DISCLAIMER: This is a personal project and is not meant to be used in a production environment as it is not feature complete nor secure nor tested and under heavy development.

Features

Core Features

Multi-protocol support (TCP, HTTP, HTTPS with cert validation, SMTP, DNS)
Hierarchical configuration (Sites → Groups → Hosts → Checks)
High availability monitoring with configurable modes
Configurable check intervals per service
Prometheus metrics integration
Simple Rule-based monitoring with custom conditions
Flexible notification system
Service tagging system
TLS certificate expiration monitoring

High Availability Monitoring

Groups support two monitoring modes that can be configured at different levels:

All Mode (Default)
- Group is considered "up" if any host is responding
- Rules only trigger when all hosts are down
- For redundant services where one available host is sufficient
Any Mode
- Group monitoring tracks all hosts individually
- Rules trigger when any host goes down
- Suitable for services where each host's availability is critical

Rule modes can be configured at three levels (in order of precedence):

Check level - Overrides group settings for specific checks
Group level - Default for all checks in the group
Default - Falls back to "all" mode if not specified

Configuration

Site Configuration

monitorSite: Name of the monitoring instance
sites: List of infrastructure sites to monitor
- name: Site identifier
- tags: Site-level tags
- groups: List of service groups

Group Configuration

name: Group identifier
tags: Group-level tags (combined with site tags)
hosts: List of hosts to monitor
- host: Hostname or IP
- tags: Host-specific tags
checks: Service checks applied to all hosts
- port: Port number
- protocol: TCP, HTTP, SMTP, or DNS
- interval: Check frequency (e.g., "30s", "1m")
- tags: Check-specific tags
- ruleMode: Override group's rule mode
- verifyCert: Enable certificate checking
ruleMode: Group-level rule mode ("all" or "any")

Rule Configuration

name: Rule identifier
condition: Expression using downtime and responseTime variables
tags: Tags to match against groups
notifications: Notification types to use

Notification Configuration

type: Notification type ("log", more coming soon)

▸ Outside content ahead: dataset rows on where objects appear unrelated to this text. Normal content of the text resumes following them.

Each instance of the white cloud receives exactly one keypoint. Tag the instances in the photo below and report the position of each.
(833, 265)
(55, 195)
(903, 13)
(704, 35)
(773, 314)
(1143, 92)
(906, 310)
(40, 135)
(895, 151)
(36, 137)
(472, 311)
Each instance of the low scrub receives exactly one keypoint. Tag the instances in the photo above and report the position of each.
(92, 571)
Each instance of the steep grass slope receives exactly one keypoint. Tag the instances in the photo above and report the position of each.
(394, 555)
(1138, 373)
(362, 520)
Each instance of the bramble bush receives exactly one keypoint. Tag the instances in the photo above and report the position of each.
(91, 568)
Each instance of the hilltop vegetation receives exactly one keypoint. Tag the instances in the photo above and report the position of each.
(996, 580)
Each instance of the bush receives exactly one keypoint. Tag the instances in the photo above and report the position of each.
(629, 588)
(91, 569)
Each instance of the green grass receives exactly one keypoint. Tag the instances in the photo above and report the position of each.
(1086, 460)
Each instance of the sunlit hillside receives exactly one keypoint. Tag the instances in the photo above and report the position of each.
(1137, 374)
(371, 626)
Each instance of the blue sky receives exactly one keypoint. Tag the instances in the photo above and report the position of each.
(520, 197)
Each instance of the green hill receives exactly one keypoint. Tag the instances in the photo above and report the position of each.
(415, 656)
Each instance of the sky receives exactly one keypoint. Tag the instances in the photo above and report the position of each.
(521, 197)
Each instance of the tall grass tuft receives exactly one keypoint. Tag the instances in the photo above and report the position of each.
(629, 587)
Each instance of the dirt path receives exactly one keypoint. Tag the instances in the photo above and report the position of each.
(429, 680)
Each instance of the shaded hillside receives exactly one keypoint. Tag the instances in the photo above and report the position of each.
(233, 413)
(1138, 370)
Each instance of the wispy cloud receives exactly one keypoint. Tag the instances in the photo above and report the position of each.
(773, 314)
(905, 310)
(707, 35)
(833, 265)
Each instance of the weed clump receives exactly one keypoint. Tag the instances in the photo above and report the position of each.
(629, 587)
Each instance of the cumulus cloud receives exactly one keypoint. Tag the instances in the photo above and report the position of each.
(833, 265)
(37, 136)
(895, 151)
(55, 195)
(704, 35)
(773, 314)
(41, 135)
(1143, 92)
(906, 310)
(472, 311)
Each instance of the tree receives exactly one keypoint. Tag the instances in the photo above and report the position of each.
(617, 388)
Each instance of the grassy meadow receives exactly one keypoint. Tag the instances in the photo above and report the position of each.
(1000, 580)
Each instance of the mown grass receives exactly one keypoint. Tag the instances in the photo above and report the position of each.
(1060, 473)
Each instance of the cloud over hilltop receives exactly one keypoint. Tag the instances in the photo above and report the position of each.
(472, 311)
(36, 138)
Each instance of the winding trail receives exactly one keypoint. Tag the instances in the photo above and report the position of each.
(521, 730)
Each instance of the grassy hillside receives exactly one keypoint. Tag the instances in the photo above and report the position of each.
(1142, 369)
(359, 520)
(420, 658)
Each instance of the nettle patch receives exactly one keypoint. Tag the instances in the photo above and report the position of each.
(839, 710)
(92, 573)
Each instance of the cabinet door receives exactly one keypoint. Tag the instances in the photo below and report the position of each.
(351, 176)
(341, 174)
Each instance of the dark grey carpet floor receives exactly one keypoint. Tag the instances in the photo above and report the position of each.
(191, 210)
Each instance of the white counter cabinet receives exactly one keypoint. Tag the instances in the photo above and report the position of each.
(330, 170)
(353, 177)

Certificate Rule Configuration

name: Rule identifier
minDaysValidity: Number of days before expiration to trigger alert
tags: Tags to match against groups/checks
notifications: Notification types to use

Metrics

Prometheus Integration

Node metrics for hosts and groups
Edge metrics for relationships
Response time histograms
Success/failure counters
Host availability tracking

All metrics are exposed on :9100/metrics with the checkmate_ prefix.

Metrics

CheckMate exposes Prometheus metrics at :9100/metrics:

Core Metrics

checkmate_check_success: Service availability (1 = up, 0 = down)
checkmate_check_latency_milliseconds: Response time in milliseconds
checkmate_check_latency_milliseconds_histogram: Response time distribution
checkmate_hosts_up: Number of hosts up in a group (per port/protocol)
checkmate_hosts_total: Total number of hosts in a group (per port/protocol)
checkmate_cert_expiry_days: Days until certificate expiration

Graph Visualization Metrics (In Development)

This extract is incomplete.